Yes, it's possible and relatively simple, but you do need a bit of time.
First of all you need an interest only mortgage. Secondly you need a pension plan that allows you access to a cash lump sum at retirement. A standard personal pension or SIPP will do.
You will need to maintain interest payments on your mortgage and simultaneously make contributions to your pension plan. For added oomph (that's a technical term) you might be able to get your employer to contribute as well. Anyway, contributions to your pension (within your annual limit) attract tax relief at your highest rate of tax but even for lower rate tax payers you get a minimum 20% tax relief. This is based on the gross amount you pay in. So for example if you pay in £100 per month then £20 of that comes from HMRC and only £80 comes from you. Or put another way, if you pay in £80 yourself, it turns into £100 instantly. That's a 25% return which is guaranteed, now where else can you get 25% return just like that?

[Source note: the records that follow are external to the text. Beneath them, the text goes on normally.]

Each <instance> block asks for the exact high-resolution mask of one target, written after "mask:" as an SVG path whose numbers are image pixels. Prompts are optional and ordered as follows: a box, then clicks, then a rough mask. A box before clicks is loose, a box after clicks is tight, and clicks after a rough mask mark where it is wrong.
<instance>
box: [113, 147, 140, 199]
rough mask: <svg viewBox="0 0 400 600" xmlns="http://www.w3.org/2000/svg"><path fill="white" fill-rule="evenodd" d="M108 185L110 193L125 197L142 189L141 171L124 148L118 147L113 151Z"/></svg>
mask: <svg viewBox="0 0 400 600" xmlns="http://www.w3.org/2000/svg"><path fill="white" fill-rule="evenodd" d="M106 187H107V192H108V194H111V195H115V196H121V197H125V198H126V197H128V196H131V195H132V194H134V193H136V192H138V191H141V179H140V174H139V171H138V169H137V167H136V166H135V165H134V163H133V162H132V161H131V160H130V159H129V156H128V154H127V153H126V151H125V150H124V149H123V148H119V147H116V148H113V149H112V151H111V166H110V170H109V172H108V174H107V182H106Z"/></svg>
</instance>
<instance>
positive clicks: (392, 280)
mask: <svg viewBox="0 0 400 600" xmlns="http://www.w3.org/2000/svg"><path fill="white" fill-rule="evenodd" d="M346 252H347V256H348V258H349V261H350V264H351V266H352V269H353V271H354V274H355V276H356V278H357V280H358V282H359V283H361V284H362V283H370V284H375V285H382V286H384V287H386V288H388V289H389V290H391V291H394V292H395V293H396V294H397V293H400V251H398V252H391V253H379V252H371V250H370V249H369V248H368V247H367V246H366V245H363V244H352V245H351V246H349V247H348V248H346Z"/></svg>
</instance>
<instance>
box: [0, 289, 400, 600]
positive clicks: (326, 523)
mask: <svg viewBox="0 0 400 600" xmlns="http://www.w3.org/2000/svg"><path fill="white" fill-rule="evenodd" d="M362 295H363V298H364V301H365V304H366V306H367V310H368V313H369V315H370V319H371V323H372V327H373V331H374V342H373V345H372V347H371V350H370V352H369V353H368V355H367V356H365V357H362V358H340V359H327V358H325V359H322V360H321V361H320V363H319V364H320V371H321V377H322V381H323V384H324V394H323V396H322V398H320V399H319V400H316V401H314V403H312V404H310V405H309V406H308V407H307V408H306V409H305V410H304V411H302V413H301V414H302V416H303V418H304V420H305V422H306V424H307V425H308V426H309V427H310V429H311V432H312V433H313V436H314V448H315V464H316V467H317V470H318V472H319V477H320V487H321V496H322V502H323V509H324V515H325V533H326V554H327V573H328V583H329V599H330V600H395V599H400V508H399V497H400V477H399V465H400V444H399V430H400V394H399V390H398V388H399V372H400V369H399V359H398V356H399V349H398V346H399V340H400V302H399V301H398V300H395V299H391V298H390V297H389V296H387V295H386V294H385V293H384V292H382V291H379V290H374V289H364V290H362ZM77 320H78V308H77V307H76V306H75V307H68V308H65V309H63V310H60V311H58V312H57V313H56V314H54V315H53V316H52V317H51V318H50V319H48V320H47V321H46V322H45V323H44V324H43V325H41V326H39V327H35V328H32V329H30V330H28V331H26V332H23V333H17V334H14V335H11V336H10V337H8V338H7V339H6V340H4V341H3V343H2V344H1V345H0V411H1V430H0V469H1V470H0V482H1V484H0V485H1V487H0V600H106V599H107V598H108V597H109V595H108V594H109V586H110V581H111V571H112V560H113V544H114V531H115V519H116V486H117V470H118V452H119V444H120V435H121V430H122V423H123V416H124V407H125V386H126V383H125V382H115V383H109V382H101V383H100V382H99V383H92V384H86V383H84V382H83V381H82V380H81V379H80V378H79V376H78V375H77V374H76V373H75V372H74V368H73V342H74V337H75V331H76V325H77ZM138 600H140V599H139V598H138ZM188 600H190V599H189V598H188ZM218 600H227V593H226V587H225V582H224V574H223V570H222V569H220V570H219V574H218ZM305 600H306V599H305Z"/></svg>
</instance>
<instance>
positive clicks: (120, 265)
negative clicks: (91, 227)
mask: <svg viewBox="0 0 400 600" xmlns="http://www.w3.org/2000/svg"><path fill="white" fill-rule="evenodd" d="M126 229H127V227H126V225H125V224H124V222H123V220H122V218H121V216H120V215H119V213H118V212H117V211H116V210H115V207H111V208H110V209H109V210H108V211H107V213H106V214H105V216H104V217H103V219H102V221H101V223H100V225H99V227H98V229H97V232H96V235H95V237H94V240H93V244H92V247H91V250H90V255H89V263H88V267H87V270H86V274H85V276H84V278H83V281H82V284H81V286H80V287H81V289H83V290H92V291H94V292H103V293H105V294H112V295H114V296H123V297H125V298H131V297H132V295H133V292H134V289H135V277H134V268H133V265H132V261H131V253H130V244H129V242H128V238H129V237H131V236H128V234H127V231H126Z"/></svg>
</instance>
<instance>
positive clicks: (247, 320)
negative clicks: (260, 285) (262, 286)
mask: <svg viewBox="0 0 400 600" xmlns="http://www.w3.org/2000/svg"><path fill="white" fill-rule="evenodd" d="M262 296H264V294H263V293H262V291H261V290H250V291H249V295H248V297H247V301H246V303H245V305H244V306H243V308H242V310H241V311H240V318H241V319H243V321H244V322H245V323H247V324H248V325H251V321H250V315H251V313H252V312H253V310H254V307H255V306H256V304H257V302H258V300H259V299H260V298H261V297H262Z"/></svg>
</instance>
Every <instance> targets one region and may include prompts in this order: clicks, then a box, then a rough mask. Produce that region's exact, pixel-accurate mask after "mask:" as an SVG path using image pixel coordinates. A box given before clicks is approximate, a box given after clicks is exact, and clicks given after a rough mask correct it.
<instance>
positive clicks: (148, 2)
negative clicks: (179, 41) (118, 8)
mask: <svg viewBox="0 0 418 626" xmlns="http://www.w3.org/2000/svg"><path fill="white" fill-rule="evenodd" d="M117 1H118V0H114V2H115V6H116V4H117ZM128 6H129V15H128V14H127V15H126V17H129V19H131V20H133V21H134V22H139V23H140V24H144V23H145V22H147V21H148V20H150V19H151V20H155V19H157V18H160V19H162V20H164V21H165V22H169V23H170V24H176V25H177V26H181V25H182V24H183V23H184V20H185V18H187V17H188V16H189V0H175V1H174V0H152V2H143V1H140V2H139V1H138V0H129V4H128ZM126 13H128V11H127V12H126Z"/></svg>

If we look at a £100,000 mortgage example somebody needs to build up a fund of £400,000 in their pension. This is because under current rules you can take 25% of the fund anytime from age 55 (whether you retire then or not) tax free! This 25% is enough to pay the mortgage off. Now bear in mind that for every 80p you put in HMRC currently gives you 20p (25% extra) this means that HMRC has effectively paid your mortgage off for you, which is quite neat!
If you've already got some pension funds built up you could use these as a head start!
Clearly, you will need some proper advice from a qualified financial adviser before starting something like this, but having paid the mortgage off, you still have 75% of the fund left over to help with your retirement plans!